Ohtani reacted positively Wednesday to the Angels’ announcement of their plan to delay his return to the mound until mid-May.
“I was getting prepared to start the year on opening day,” Ohtani said through his interpreter. “But if that’s what the team wants me to do, then I’ll be prepared to delay my debut. I don’t see any problems.”
The Angels are exercising caution with the 2018 AL Rookie of the Year, who hasn’t pitched since undergoing Tommy John surgery after his rookie season stateside.
The team is also apparently planning to keep Ohtani to an innings limit over the season, and delaying his return to the mound allows the Angels to concentrate his innings later in the regular season, when the Halos hope to be in a pennant race.
Ohtani declined to specify his innings limit, but acknowledged he is unlikely to hit it.
“Since I’m going to be waiting until mid-May, I won’t be close to (throwing) 200 innings,” said Ohtani, who pitched at least 140 innings in three straight seasons with the Hokkaido Nippon-Ham Fighters. “From there on out, I’m planning on finishing out the year. I think that’s one of the biggest responsibilities of a pitcher, to stay in the rotation healthy and try to finish out the year.”
Ohtani finished his elbow rehabilitation in December, completing a process that was delayed by knee surgery three months earlier.
Ohtani will be ready to resume his everyday role as the Angels’ designated hitter from opening day, however.
Ohtani will take days away from the Angels early in the season to pitch in minor league starts designed to build his arm strength, general manager Billy Eppler said Tuesday.
Thanks to a baseball rule change confirmed Wednesday, Ohtani won’t count against the limit of 13 pitchers on a 26-man roster. Ohtani will qualify for a special designation as a two-way player.

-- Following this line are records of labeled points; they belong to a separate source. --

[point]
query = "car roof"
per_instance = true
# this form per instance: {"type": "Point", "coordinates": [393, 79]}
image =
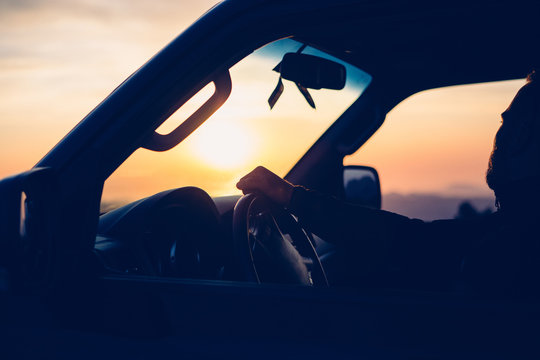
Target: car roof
{"type": "Point", "coordinates": [419, 45]}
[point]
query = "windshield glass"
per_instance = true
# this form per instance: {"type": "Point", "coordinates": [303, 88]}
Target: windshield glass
{"type": "Point", "coordinates": [242, 134]}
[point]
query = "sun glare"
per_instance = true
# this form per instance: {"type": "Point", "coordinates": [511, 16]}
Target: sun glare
{"type": "Point", "coordinates": [224, 145]}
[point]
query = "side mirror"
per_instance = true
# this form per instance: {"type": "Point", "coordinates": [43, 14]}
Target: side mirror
{"type": "Point", "coordinates": [313, 72]}
{"type": "Point", "coordinates": [362, 186]}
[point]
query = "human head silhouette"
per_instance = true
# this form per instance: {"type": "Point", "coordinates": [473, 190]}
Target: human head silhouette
{"type": "Point", "coordinates": [515, 158]}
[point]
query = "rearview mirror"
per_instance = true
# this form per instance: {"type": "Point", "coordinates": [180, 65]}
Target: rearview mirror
{"type": "Point", "coordinates": [362, 186]}
{"type": "Point", "coordinates": [313, 72]}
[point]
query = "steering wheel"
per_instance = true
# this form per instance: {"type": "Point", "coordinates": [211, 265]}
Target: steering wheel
{"type": "Point", "coordinates": [272, 247]}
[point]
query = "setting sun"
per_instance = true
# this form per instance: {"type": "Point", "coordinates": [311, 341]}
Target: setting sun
{"type": "Point", "coordinates": [224, 145]}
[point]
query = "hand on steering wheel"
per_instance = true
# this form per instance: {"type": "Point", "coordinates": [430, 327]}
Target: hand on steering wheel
{"type": "Point", "coordinates": [270, 244]}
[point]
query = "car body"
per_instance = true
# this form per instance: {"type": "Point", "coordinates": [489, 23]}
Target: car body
{"type": "Point", "coordinates": [59, 301]}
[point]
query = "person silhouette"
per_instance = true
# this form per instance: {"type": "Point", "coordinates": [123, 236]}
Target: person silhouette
{"type": "Point", "coordinates": [491, 255]}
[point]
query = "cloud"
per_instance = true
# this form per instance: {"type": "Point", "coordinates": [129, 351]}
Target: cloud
{"type": "Point", "coordinates": [59, 58]}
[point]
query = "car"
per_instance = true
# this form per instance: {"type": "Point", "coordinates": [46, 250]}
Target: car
{"type": "Point", "coordinates": [176, 272]}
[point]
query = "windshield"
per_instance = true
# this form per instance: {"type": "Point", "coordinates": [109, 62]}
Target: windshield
{"type": "Point", "coordinates": [242, 134]}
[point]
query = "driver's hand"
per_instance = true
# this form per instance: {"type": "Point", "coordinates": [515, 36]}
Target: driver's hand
{"type": "Point", "coordinates": [262, 180]}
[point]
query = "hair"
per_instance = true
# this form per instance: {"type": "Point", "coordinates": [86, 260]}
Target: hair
{"type": "Point", "coordinates": [533, 76]}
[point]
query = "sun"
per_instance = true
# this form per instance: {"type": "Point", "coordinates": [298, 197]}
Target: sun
{"type": "Point", "coordinates": [223, 145]}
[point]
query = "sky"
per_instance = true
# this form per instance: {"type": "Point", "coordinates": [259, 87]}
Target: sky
{"type": "Point", "coordinates": [60, 58]}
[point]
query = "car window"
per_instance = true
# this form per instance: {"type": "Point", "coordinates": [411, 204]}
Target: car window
{"type": "Point", "coordinates": [432, 151]}
{"type": "Point", "coordinates": [242, 134]}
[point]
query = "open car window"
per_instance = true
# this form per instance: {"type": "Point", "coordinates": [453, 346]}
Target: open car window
{"type": "Point", "coordinates": [432, 150]}
{"type": "Point", "coordinates": [244, 133]}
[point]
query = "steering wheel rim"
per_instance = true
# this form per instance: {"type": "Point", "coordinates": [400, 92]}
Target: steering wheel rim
{"type": "Point", "coordinates": [260, 226]}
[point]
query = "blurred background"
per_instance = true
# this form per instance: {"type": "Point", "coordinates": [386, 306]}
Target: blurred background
{"type": "Point", "coordinates": [60, 58]}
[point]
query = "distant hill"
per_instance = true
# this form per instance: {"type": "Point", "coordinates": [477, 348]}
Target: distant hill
{"type": "Point", "coordinates": [433, 206]}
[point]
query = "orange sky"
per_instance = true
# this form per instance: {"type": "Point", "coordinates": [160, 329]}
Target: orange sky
{"type": "Point", "coordinates": [59, 58]}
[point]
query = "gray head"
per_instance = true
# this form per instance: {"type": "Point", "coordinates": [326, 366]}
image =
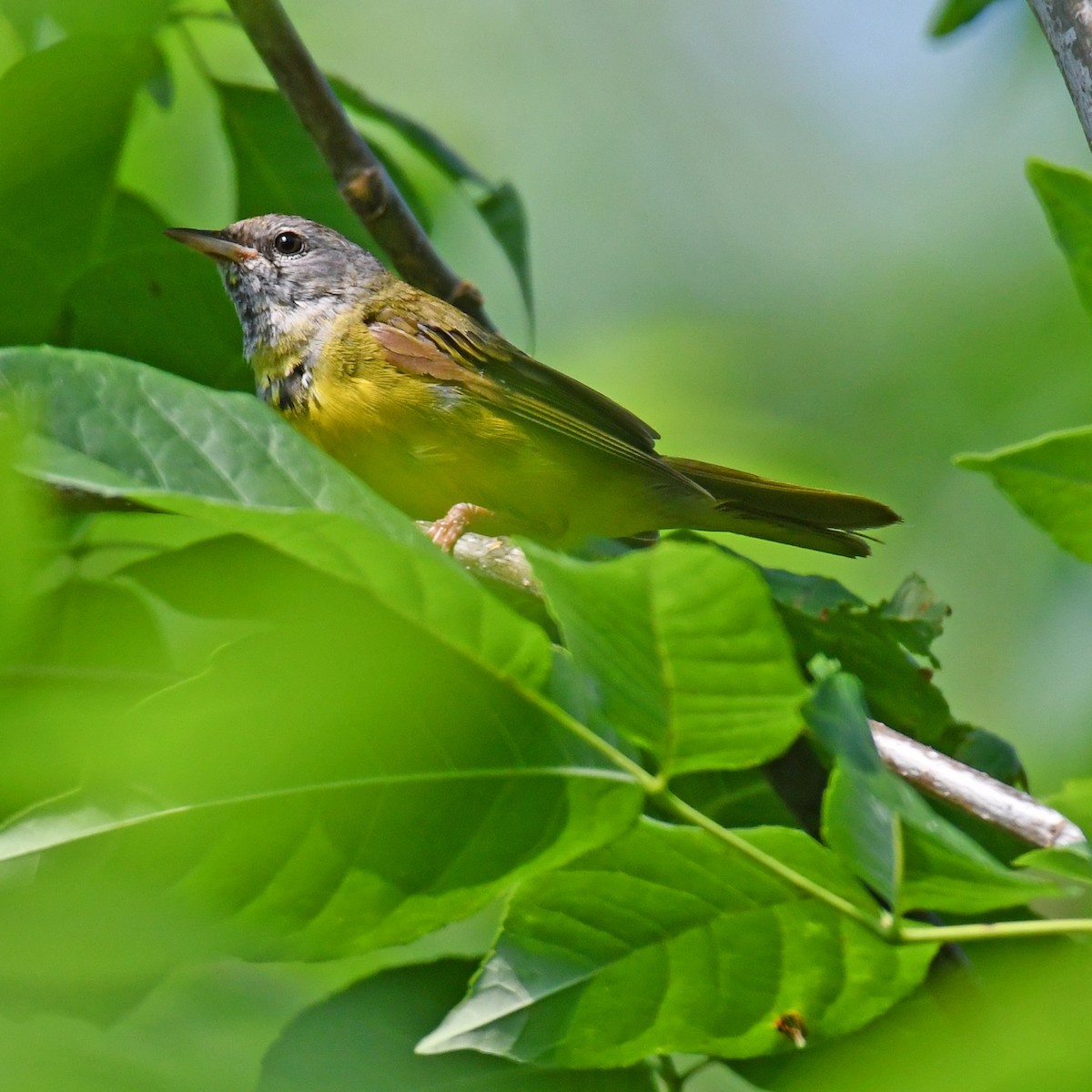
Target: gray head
{"type": "Point", "coordinates": [287, 276]}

Ohtani isn’t neglecting his hitting while he prepares for his pitching return. He reported to spring training with plans to hone his swing after he batted .286 with 18 homers, 62 RBIs and a .848 OPS last season.
“There’s some stuff I need to work on,” Ohtani said. “I’m trying to use spring training to get over those hurdles. We also added three position players, so I don’t know where I’m going to be hitting in the lineup. … I think we made a lot of good additions. Our team is growing in the right direction.”